Trade accounted for 144.9% of the GDP in 2019. As noted, the automobile industry is the backbone of trade, both for imports and exports; car and spare part manufacturing accounting for nearly 20% of Czech exports. Machinery is another major source of Czech exports. Vehicles and spare parts are also among major imports, second only to telecommunication devices. Czech Republic’s exposure to global trade dynamics weighed on its exports, which were projected to decline by 12.4% in 2020, at a faster rate than imports but also nearby countries.
Germany is Czech Republic’s major trading partner, receiving 31.8% of its exports and supplying 24.6% of its imports. Slovakia is the second top destination for Czech exports, followed by Poland, France and the United Kingdom. China was the second-largest supplier of goods and sets to the Czech Republic after Germany and followed by Poland, Slovakia and Italy. Becoming a member of the EU has allowed the Czech Republic to go into the shared Market and solidify its position as a low-cost production base. The country now accounts for 80% of its trade with OECD countries (80% of which with the EU).

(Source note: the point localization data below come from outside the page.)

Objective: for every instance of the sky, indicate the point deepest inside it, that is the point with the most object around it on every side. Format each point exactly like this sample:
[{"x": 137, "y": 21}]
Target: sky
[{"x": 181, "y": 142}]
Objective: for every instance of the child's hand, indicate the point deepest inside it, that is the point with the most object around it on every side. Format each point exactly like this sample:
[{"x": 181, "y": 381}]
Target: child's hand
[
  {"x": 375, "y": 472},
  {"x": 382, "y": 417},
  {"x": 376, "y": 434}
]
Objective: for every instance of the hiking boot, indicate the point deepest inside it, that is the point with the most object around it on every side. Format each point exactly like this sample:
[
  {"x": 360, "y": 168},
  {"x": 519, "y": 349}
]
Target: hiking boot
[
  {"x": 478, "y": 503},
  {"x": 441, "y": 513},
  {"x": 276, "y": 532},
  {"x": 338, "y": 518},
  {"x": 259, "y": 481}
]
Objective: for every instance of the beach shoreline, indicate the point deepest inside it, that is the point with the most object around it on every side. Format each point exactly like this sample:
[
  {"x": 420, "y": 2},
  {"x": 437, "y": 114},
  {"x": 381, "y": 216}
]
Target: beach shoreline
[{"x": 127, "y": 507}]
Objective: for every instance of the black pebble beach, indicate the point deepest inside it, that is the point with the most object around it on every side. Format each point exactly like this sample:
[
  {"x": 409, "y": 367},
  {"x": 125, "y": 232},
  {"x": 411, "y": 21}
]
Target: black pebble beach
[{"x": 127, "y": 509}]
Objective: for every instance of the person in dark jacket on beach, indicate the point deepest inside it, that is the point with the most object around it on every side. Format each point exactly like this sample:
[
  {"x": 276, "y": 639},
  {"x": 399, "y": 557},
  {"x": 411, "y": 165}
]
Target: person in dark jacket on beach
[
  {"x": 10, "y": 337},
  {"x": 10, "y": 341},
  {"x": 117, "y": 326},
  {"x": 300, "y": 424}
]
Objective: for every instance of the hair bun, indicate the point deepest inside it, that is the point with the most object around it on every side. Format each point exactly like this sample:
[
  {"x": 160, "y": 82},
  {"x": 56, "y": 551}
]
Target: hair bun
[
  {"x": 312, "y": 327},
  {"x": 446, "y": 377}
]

The country has had a structurally positive trade balance since entering the EU, a trend that is expected to continue. Exports assistance from the good performance of the German economy, growing exports of motor vehicles and parts, computers and electrical equipment, and by a smaller deficit in oil and gas trading (lower energy commodity prices). Czech trade surplus grew in 2019 as imports fell faster than exports.
Resources and strength
Although reserves are limited, the Czech Republic produces meaningful quantities of bituminous, anthracite, and brown coal. Most of the bituminous coal is derived from the Ostrava-Karviná coalfield in the northeast, although it is also mined near Kladno in the Plzeň basin, in addition as near Trutnov and Brno. A high proportion of the bituminous coal is of coking quality.
The main areas of brown-coal mining are in the extreme west around Chomutov, Most, Teplice, and Sokolov. Brown coal is used in thermal strength stations, as fuel in the home, and as raw material in the chemical industry. Small quantities of petroleum and natural gas are produced near Hodonín on the Slovak border. Pipelines import Russian oil and natural gas, the latter supplementing existing coal gas supplies. The completion in the late 1990s of an oil pipeline that transports oil from the port of Trieste, Italy, allowed the Czech Republic to be less reliant on Russian oil supplies. Nuclear strength plants located in Dukovany and Temelín, in addition as nuclear strength from Slovakia, have reduced the country’s dependence on coal only slightly; about three-fourths of the Czech Republic’s electricity is derived from fossil fuels. Source – Britannica
One sobering fact is that the population of the Czech Republic is aging rapidly, with increased demands on the state pension system, and it projects implications for the demographics of the workforce.
The healthcare system recovered quickly from the pre ‘90’s system and was privatized successfully in the mid-1990s. The healthcare system responded in addition as any country to the COVID pandemic.
It can be said that as a generalization, the Czech Republic is Prague, and then the rest of the country. Prague is nevertheless the principal source of economic activity.